The Spirit of Daytona DP was the class of the field at VIR in 2011 – and would be laughably off the pace against the GTs that will line up there this week. Image by Marshall Pruett

In the battle between time and technology at VIR, Taylor’s GTLM machine wins by nearly 15 seconds per lap over the old Grand-Am Camaro.

“Now the GTLM cars are so well developed and have come such a long way from a mechanical grip point of view and aerodynamics for a GT car, it’s like night and day from the Camaro Bill and I raced,” he said. “The amount of downforce we have now is significant, and probably the biggest part is the tire developments, especially with Michelin being able to customize their tire for each car. The grip and consistency we get now is mind boggling. And that was the biggest adjustment I had to make.”

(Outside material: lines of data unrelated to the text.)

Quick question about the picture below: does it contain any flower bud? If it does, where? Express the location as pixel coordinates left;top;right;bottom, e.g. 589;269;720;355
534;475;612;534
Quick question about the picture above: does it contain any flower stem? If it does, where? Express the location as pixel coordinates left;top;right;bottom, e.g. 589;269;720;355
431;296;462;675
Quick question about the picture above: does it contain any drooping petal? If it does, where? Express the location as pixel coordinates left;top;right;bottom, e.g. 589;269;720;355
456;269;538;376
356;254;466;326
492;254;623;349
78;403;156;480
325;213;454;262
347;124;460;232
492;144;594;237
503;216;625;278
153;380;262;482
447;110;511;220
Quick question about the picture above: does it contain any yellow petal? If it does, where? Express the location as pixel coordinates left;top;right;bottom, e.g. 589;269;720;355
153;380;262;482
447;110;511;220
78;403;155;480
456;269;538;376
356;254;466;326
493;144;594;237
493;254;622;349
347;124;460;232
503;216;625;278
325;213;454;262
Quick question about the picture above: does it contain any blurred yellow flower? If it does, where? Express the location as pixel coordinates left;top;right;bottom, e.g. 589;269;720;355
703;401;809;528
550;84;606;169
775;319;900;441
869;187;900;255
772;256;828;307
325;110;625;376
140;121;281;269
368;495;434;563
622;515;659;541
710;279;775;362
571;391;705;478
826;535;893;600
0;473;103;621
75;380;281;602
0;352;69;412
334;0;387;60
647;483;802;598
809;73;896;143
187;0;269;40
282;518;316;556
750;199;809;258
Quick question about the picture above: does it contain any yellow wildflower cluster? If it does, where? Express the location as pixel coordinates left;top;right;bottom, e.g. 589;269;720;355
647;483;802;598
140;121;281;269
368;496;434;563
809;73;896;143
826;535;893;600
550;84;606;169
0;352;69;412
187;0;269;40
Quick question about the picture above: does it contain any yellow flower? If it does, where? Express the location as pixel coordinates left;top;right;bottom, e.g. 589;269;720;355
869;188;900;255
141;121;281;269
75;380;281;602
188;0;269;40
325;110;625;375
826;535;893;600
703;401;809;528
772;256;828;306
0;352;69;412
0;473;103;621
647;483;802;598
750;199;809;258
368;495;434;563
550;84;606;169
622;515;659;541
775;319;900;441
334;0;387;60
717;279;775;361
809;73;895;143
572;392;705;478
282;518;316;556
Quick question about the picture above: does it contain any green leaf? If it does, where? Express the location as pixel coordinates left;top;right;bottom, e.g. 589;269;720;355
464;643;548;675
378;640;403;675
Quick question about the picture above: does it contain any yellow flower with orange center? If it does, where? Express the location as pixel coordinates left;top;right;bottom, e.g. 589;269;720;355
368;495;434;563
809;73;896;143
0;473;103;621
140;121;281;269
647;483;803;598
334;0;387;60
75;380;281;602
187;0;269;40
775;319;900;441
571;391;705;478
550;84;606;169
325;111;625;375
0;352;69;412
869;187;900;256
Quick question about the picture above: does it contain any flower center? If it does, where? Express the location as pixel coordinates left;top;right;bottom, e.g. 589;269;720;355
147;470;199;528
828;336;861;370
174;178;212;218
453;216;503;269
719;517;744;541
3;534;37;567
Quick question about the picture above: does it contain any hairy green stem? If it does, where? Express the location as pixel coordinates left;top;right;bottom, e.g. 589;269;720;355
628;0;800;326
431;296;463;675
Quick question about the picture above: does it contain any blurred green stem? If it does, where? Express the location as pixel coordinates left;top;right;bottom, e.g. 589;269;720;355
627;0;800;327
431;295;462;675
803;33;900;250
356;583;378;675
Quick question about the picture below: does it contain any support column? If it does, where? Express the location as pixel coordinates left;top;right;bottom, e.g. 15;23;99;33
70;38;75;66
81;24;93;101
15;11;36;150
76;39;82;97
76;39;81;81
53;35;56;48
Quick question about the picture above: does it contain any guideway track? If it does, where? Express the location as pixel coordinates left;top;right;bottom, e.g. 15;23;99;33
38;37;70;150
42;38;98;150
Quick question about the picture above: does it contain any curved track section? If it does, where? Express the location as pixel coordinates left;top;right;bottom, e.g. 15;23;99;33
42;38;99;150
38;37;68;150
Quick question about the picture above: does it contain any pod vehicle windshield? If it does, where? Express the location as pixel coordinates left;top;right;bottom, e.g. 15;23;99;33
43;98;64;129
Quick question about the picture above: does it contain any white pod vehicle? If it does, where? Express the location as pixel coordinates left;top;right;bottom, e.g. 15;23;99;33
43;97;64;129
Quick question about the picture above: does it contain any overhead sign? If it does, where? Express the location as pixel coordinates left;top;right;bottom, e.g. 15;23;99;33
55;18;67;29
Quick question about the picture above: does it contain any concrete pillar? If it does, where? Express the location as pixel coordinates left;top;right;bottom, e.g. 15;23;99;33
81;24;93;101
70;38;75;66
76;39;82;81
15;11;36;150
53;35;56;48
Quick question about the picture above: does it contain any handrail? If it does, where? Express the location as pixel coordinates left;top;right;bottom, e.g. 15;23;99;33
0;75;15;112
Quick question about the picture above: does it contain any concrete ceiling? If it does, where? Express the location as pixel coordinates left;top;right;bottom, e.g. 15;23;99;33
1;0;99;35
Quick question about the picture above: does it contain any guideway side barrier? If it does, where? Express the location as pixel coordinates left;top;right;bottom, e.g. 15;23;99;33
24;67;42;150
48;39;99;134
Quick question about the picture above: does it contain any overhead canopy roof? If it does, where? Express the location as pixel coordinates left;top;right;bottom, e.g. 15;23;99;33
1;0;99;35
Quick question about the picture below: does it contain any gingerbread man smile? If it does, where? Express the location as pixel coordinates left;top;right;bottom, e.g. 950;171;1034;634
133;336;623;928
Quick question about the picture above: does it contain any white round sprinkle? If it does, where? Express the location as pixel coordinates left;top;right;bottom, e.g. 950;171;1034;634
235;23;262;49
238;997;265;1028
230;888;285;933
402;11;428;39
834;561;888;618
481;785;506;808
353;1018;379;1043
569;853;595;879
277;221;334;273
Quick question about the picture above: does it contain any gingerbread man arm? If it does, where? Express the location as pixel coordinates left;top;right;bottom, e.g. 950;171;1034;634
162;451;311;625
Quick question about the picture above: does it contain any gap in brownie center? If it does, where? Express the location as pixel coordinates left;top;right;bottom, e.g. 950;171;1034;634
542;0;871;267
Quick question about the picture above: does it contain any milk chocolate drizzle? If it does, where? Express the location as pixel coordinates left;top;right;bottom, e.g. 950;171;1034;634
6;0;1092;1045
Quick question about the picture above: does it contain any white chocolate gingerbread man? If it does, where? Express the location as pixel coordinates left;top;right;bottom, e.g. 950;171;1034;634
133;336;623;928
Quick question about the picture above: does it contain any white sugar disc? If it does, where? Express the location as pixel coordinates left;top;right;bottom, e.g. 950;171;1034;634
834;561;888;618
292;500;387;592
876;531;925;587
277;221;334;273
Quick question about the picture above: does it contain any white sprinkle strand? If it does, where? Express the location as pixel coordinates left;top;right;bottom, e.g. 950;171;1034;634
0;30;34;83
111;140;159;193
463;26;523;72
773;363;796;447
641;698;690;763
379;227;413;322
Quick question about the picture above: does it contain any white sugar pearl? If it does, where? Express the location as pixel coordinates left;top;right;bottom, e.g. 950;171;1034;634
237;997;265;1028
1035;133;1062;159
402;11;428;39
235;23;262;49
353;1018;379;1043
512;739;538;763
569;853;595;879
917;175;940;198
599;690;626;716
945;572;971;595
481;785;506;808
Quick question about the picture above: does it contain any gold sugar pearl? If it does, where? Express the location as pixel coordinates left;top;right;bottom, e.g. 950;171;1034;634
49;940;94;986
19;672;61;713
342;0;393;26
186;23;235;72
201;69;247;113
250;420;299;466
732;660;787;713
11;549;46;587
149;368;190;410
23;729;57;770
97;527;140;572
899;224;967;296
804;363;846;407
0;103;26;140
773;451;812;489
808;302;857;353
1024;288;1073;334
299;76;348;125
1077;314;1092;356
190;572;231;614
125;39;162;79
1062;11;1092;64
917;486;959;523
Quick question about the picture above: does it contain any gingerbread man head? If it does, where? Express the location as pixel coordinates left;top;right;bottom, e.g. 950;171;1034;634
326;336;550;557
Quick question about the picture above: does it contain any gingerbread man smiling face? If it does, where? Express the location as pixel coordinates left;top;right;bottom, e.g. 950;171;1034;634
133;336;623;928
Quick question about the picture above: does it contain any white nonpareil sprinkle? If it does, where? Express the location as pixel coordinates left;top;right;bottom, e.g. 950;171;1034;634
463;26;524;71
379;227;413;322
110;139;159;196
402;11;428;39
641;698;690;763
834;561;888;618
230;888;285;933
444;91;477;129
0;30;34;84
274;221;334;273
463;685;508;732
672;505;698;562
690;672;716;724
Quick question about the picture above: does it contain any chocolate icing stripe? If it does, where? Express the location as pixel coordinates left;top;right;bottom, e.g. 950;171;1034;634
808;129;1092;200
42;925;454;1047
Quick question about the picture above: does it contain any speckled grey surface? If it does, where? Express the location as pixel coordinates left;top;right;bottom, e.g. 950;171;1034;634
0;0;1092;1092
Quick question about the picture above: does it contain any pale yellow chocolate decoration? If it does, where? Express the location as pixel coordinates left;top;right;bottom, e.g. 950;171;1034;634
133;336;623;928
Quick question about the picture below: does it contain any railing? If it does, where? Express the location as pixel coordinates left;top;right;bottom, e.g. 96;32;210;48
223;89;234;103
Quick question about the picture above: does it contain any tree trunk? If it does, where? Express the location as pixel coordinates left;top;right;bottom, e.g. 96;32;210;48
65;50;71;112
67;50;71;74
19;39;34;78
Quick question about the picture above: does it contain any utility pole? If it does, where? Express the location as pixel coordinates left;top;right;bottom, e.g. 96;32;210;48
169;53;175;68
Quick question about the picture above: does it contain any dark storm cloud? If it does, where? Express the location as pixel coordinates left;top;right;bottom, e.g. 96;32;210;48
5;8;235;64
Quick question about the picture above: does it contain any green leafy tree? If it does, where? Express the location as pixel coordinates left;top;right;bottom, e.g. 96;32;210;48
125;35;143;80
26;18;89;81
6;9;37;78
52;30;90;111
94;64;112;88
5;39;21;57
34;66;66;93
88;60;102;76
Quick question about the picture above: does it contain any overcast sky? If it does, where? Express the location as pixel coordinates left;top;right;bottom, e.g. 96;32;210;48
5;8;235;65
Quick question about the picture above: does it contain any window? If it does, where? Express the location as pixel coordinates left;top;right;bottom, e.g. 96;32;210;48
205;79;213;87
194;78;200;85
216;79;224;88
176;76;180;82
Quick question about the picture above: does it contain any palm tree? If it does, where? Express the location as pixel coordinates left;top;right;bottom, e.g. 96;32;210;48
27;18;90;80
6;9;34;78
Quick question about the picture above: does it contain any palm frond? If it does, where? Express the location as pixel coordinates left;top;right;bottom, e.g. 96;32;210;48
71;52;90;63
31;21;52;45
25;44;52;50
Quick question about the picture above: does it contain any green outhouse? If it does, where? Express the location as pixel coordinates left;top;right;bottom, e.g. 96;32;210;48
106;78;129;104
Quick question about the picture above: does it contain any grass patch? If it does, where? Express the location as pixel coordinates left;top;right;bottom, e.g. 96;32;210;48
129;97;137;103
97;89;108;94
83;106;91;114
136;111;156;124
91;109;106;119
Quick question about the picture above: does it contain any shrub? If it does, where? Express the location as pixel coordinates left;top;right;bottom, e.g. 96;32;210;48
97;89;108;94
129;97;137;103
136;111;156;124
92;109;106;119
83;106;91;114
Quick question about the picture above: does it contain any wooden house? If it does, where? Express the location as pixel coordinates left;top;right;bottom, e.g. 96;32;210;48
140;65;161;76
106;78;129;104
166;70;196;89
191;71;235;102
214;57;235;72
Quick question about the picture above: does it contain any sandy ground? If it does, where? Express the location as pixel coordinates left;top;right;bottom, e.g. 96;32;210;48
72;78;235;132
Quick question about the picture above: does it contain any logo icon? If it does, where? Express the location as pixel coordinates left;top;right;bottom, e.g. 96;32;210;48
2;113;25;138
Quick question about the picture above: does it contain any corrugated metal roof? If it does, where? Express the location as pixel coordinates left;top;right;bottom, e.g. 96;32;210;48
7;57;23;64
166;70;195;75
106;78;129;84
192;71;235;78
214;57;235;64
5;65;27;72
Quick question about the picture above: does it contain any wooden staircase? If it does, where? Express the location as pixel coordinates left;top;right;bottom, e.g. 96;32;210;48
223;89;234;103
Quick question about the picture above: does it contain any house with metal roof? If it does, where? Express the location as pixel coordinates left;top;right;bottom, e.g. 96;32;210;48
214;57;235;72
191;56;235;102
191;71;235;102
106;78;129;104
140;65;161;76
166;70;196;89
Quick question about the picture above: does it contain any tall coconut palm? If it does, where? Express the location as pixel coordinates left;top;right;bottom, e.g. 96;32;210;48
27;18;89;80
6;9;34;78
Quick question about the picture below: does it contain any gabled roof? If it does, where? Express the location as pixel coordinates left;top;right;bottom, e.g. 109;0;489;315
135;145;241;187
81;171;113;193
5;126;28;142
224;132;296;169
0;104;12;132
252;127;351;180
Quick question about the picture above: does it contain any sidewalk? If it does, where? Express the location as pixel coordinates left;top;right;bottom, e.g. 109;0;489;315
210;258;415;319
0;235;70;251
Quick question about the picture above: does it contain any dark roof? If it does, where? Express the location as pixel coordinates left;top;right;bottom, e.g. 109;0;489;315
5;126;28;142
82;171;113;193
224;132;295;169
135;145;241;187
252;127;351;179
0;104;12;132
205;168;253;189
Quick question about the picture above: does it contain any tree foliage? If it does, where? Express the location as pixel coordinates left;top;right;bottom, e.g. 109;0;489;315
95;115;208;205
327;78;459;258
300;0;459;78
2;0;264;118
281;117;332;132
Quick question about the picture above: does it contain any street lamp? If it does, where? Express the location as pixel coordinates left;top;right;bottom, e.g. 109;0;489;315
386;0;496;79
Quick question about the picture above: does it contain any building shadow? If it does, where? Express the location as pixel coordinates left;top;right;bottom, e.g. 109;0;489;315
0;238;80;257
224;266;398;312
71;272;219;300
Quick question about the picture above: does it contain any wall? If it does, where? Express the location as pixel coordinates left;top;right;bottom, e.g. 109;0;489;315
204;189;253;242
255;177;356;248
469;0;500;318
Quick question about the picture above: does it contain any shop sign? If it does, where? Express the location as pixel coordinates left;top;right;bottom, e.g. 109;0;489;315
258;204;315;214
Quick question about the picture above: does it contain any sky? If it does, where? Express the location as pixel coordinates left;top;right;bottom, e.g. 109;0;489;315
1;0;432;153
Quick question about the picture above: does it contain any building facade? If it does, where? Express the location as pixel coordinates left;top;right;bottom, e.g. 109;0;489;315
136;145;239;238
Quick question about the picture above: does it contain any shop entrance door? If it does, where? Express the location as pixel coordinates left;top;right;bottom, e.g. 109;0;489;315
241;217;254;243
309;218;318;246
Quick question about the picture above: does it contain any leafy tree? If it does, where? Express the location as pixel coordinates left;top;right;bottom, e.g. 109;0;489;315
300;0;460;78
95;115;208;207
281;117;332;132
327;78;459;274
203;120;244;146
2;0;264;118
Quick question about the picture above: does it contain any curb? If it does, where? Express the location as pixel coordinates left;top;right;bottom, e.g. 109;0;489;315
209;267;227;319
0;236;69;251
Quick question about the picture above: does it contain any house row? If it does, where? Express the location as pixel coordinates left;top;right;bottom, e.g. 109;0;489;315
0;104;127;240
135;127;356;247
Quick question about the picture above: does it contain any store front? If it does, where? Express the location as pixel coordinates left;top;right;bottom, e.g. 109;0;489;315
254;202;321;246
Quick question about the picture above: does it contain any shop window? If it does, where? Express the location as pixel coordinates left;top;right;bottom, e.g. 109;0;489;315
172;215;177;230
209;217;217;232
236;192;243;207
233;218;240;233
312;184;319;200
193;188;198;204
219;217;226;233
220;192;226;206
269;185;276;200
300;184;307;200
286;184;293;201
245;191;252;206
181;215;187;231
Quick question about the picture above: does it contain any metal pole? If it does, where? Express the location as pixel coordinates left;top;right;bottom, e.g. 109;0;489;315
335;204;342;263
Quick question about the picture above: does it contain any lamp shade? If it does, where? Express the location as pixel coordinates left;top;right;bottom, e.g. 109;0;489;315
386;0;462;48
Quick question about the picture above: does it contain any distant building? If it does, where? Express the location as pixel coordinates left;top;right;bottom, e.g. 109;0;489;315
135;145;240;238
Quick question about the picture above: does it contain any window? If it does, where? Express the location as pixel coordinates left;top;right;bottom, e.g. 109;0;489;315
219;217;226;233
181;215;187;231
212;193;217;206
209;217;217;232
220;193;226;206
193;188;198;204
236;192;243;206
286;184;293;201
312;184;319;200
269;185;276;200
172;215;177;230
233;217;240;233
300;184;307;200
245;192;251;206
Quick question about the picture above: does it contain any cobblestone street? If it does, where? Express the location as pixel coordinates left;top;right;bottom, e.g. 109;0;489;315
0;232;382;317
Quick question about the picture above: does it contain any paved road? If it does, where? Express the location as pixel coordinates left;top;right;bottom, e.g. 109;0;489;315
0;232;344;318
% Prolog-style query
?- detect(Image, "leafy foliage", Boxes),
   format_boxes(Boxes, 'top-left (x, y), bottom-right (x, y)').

With all the aforementioned advancements, Taylor experiences a lap at VIR today in a much different way than back in 2011.

“Coming to this GTLM class, it is funny how big the lap time differences are from Rolex GT,” he said. “I remember 10 years ago, being there in the Camaro, which was a really great car, and having big lifts in the esses; it was super sketchy. And now we go there and in the current spec of a GT car and the esses are flat out. You don’t even think about it. It’s amazing how times have changed.”

Whether it was Grand-Am’s DPs or GTs, Taylor loves the fact that his championship-winning C8.R is not only light years faster than the Rolex Series’ best at VIR, but also how today’s incredible speed is being generated by production cars.

“Those Grand-Am days were fun because the rulebook was still pretty open and you could still show up on a weekend with new parts that you developed and throw them on the car and see if they worked and if I did great if I didn’t, then you go back to the drawing board,” he said.

“The development we’ve been doing on the on the racetrack with the new mid-engine layout and perfecting the handling is great, because I know Corvette and Chevrolet are proud of how much crossover it’s bringing with the street car program, and and vice versa. We learn from them, they learn from us, and we make each other better.

“These days, the rules are pretty strict, especially in our class. Back 10 years ago, everything was pretty much built from scratch, all custom racecars that didn’t come from the street. Now, there are so many similarities of the Corvette street car and the C8.R, so to be going these speeds on race tracks in what is realistically just an upgraded street car is incredible.”